But the games growing global appeal encouraged FIFA, world football's governing body, to award the finals to the United States in 1994, to South Korea and Japan jointly in 2002, and now to South Africa.

The shifting balance of power has forced FIFA to expand the finals to admit more teams from the games emerging markets. In 1986 24 national teams contested the finals with just two from Africa and two from Asia.

32 teams will congregate in South Africa with six from the home continent taking part and three from Asia. When the referee's whistle blows on Friday June the 11th to start the first game of the 2010 World Cup between the hosts South Africa and Mexico, it will mark a notable victory for Africa.
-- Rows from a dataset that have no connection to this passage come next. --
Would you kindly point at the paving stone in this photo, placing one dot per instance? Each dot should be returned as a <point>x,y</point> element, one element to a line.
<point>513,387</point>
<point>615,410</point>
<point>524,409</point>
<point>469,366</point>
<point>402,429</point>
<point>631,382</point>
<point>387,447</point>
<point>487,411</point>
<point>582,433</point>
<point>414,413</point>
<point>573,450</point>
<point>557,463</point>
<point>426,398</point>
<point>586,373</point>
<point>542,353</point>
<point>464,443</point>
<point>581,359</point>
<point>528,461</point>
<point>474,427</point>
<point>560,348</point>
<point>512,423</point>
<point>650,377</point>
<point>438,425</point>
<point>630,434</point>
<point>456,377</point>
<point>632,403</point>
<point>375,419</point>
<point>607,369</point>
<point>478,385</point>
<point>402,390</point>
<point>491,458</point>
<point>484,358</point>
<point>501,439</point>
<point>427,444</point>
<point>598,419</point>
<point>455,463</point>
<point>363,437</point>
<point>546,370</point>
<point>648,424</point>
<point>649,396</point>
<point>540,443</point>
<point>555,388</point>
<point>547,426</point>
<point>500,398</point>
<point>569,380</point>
The tournament takes place on that continents turf for the first time.

Television viewing figures show the rapid globalization of football. The tournament in Mexico in 1986 attracted a cumulative audience of some 13.5 billion, according to FIFA. That nearly doubled to over 26 billion in 2006. Most of the additional viewers came from Africa and Asia. Africans don't just watch more football, they export players by the coach load. Of the 345 footballers in the 2010 Africa Cup of Nations 205 played outside Africa, mainly for European clubs. Only Latin America sends as many players from its shores.
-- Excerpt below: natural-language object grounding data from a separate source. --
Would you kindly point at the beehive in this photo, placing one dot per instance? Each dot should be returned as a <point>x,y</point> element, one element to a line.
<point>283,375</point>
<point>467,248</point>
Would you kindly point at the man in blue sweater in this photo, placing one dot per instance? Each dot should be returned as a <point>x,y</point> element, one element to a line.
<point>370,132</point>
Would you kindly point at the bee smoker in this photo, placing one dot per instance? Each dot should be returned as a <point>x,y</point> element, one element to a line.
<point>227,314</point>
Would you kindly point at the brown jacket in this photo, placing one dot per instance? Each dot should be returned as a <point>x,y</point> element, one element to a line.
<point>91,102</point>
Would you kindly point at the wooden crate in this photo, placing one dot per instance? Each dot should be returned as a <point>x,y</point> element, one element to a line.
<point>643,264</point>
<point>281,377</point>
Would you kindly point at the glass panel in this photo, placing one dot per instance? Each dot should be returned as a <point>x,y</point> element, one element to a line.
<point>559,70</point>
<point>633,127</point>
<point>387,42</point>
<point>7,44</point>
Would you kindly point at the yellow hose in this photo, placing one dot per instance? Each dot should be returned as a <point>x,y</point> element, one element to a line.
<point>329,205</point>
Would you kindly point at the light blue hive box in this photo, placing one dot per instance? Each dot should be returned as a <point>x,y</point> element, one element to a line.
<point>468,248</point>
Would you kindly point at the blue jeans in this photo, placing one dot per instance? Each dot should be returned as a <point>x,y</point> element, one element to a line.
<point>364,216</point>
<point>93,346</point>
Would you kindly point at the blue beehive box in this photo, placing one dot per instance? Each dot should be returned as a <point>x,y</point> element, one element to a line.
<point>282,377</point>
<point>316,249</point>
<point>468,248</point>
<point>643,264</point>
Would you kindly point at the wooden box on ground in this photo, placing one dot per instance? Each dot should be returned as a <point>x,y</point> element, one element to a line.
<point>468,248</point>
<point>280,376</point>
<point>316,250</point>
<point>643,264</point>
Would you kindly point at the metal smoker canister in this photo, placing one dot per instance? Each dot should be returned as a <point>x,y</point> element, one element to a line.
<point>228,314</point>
If African football is a winner, the hosts should be too - by some estimates the World Cup will boost South Africa's GDP by half a percentage point in 2010. South Africa looks like a winner off the pitch but FIFA ranks its footballers in 90th place in the world. Only North Korea in 106th position seemed more hopeless. According to FIFA's ranking, Brazil, with his vast football-mad population, should lift the cup but tiny Slovenia is the country that punches hardest above its weight when ranking is adjusted to take account of population and the pool of players available.

Money seems to determine success in international football just as much as in the club game. Six of the G7 rich countries, with England representing Great Britain, have qualified. But the team that has outplayed the others in terms of ranking points per unit of GDP is lowly Paraguay, closely followed by Ghana.

If you fancy a flutter the bookies, like FIFA's rankings and most football pundits, reckon Spain or Brazil will win. JP Morgan has used the methodology of quantitative analysis, a technique used to pick shares, showed that slovenia's odds of winning improved most over the past six months. The bank also calculates that Algeria's FIFA ranking has improved most over the past 12 months, and the Netherlands and Spain have the best record of winning over the past year. But if the past couple of years have taught us anything, it's that banks, like referees, sometimes get things wrong.